Der Song „Mrs. Robinson“ aus dem Film „The Graduate“ (deutsch: „Die Reifeprüfung“) ist ein Lied von Simon & Garfunkel. Im April 1968 als Single veröffentlicht, war es nach „The Sounds of Silence“ von 1965 der zweite Nummer-eins-Hit von Simon & Garfunkel in den USA. Die Filmmusik von Simon & Garfunkel wurde als Soundtrack-Album veröffentlicht und erreichte im April 1968 Platz eins der US-amerikanischen Albumcharts. Für die Entstehungszeit durchaus ungewöhnlich wurde Popmusik gezielt eingesetzt, um die Stimmung einer Szene zu transportieren. 2004 wählte das American Film Institute das Lied „Mrs.
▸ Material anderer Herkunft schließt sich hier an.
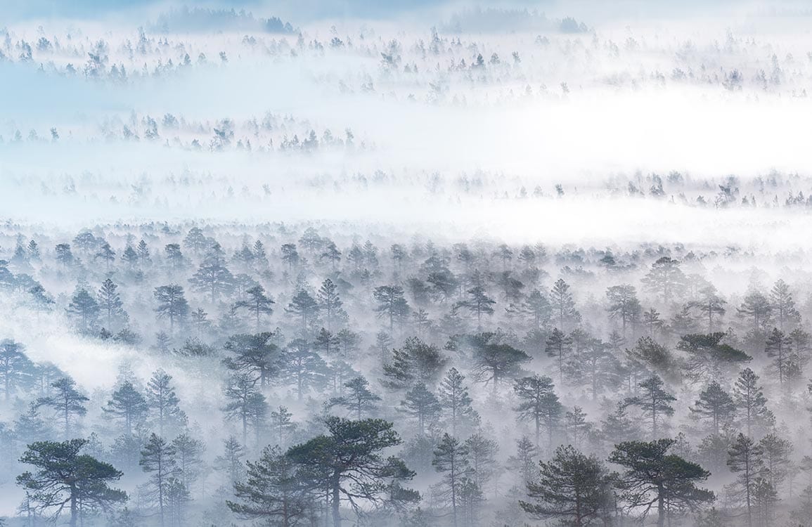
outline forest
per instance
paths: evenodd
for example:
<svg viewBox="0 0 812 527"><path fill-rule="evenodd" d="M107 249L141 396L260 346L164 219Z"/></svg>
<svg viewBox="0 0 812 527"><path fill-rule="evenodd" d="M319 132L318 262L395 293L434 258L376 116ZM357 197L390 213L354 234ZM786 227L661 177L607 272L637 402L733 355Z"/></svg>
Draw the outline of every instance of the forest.
<svg viewBox="0 0 812 527"><path fill-rule="evenodd" d="M802 2L46 3L0 525L812 525Z"/></svg>

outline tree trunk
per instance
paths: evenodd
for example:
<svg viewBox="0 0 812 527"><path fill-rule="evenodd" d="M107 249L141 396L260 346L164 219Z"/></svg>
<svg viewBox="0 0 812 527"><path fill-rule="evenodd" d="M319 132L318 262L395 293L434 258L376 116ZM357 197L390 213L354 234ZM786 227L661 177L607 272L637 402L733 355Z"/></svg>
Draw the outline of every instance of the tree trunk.
<svg viewBox="0 0 812 527"><path fill-rule="evenodd" d="M657 527L665 527L665 499L662 486L657 488Z"/></svg>
<svg viewBox="0 0 812 527"><path fill-rule="evenodd" d="M76 493L74 489L71 489L71 527L76 527L76 519L79 516L76 507Z"/></svg>
<svg viewBox="0 0 812 527"><path fill-rule="evenodd" d="M341 527L341 507L340 507L340 494L339 494L339 474L333 475L333 499L332 506L333 509L333 527Z"/></svg>

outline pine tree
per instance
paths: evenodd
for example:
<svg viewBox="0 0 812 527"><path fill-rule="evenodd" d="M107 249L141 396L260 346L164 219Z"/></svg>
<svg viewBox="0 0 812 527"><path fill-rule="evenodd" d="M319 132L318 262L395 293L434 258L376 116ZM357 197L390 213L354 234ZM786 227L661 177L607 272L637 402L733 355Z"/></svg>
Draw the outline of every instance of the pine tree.
<svg viewBox="0 0 812 527"><path fill-rule="evenodd" d="M733 387L733 397L736 408L744 414L747 436L752 435L754 424L759 423L767 417L767 397L758 386L758 376L745 368L739 374Z"/></svg>
<svg viewBox="0 0 812 527"><path fill-rule="evenodd" d="M262 286L253 286L253 287L249 287L245 292L248 295L248 299L238 300L234 304L234 307L237 309L248 309L248 313L253 315L254 322L257 324L257 330L259 331L261 327L261 317L262 315L273 314L274 309L271 306L274 302L270 296L265 294L265 287Z"/></svg>
<svg viewBox="0 0 812 527"><path fill-rule="evenodd" d="M663 417L674 415L671 403L676 398L663 389L663 380L654 375L641 382L642 393L626 400L626 404L638 407L643 416L651 421L651 437L656 438Z"/></svg>
<svg viewBox="0 0 812 527"><path fill-rule="evenodd" d="M228 378L226 385L225 395L227 400L222 410L229 421L240 422L243 432L243 444L248 444L248 427L253 426L254 432L259 434L260 422L257 417L261 417L263 409L267 411L267 403L265 395L257 389L251 375L248 374L234 374Z"/></svg>
<svg viewBox="0 0 812 527"><path fill-rule="evenodd" d="M169 331L171 334L175 322L186 320L189 313L189 304L184 296L184 288L177 284L155 287L155 300L158 307L155 311L158 318L169 318Z"/></svg>
<svg viewBox="0 0 812 527"><path fill-rule="evenodd" d="M477 486L485 489L499 470L496 460L499 443L486 438L482 432L477 432L465 439L464 446L468 448L469 463L473 471L471 478Z"/></svg>
<svg viewBox="0 0 812 527"><path fill-rule="evenodd" d="M728 422L736 413L736 403L719 383L714 381L700 392L694 408L690 409L699 418L710 420L713 434L719 435L719 425Z"/></svg>
<svg viewBox="0 0 812 527"><path fill-rule="evenodd" d="M179 473L177 477L184 484L184 487L190 490L202 472L205 443L195 439L186 432L172 439L171 446L175 449L175 459Z"/></svg>
<svg viewBox="0 0 812 527"><path fill-rule="evenodd" d="M539 476L527 484L527 495L533 501L519 504L533 517L555 518L574 527L608 518L613 505L603 464L572 445L559 447L549 462L539 463Z"/></svg>
<svg viewBox="0 0 812 527"><path fill-rule="evenodd" d="M440 382L438 399L440 408L446 413L451 425L451 435L456 437L457 427L473 425L478 421L478 415L473 409L473 400L468 393L464 384L465 377L451 368Z"/></svg>
<svg viewBox="0 0 812 527"><path fill-rule="evenodd" d="M663 296L663 303L668 304L675 296L682 294L685 275L680 269L680 262L669 257L662 257L651 265L651 270L643 277L643 285L647 291Z"/></svg>
<svg viewBox="0 0 812 527"><path fill-rule="evenodd" d="M508 458L508 467L520 479L521 486L538 481L536 458L538 447L529 438L522 436L516 442L516 454Z"/></svg>
<svg viewBox="0 0 812 527"><path fill-rule="evenodd" d="M750 330L758 333L764 330L769 323L772 315L772 305L767 296L761 292L750 291L736 311L740 315L750 318L752 321Z"/></svg>
<svg viewBox="0 0 812 527"><path fill-rule="evenodd" d="M25 355L24 347L8 339L0 340L0 383L3 400L32 380L34 364Z"/></svg>
<svg viewBox="0 0 812 527"><path fill-rule="evenodd" d="M434 449L434 459L431 461L434 469L443 474L439 495L451 507L451 518L455 527L457 525L460 489L465 478L471 474L468 455L469 450L464 444L448 434L443 434Z"/></svg>
<svg viewBox="0 0 812 527"><path fill-rule="evenodd" d="M97 296L99 307L105 316L107 322L107 330L114 331L114 322L122 323L127 321L127 312L124 311L124 305L121 301L121 296L117 292L118 286L113 281L107 279L99 288Z"/></svg>
<svg viewBox="0 0 812 527"><path fill-rule="evenodd" d="M521 374L521 365L530 357L525 352L510 344L499 342L493 333L481 333L469 339L473 365L473 378L486 385L491 384L495 391L499 382L516 378Z"/></svg>
<svg viewBox="0 0 812 527"><path fill-rule="evenodd" d="M266 447L258 460L248 462L247 478L235 484L234 498L226 502L231 511L266 525L291 527L312 514L313 496L302 488L296 464L279 447Z"/></svg>
<svg viewBox="0 0 812 527"><path fill-rule="evenodd" d="M300 289L291 299L285 312L300 320L301 336L306 338L310 325L314 322L318 313L318 303L307 291Z"/></svg>
<svg viewBox="0 0 812 527"><path fill-rule="evenodd" d="M415 382L434 385L447 361L436 346L409 337L403 348L392 350L391 361L383 365L385 386L405 390Z"/></svg>
<svg viewBox="0 0 812 527"><path fill-rule="evenodd" d="M417 421L417 433L423 435L426 425L434 424L439 417L442 407L434 394L418 382L406 392L398 409Z"/></svg>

Robinson“ auf Platz 6 in ihre Liste der 100 besten US-amerikanischen Filmsongs.

Es fällt auf, dass jüdische Musiker und Komponisten der populären Musik für berühmte Filmsongs verantwortlich zeichnen. In diesem Zusammenhang sind u.a. zu nennen: Lalo Schifrin, Bob Dylan, Burt Bacharach, Randy Newman, Neil Diamond, Carole King – und eben Simon & Garfunkel. Rund 50 Prozent aller Oscar-Gewinner für Filmmusik, sei es für den Soundtrack oder den besten (Titel-)Song, sind jüdischer Herkunft.

Paul Simon, der in seinen Werken Einflüsse aus Jazz, Reggae, Salsa, Blues, Gospel und New-Orleans-Sound verarbeitet, gilt als einer der erfolgreichsten Song-Autoren seit den beiden „Beatles“ John Lennon und Paul McCartney. 1990 wurde er zusammen mit seinem ehemaligen Partner Art Garfunkel in die „Rock and Roll Hall of Fame“ aufgenommen, seit 2001 ist er dort auch als Solist aufgeführt.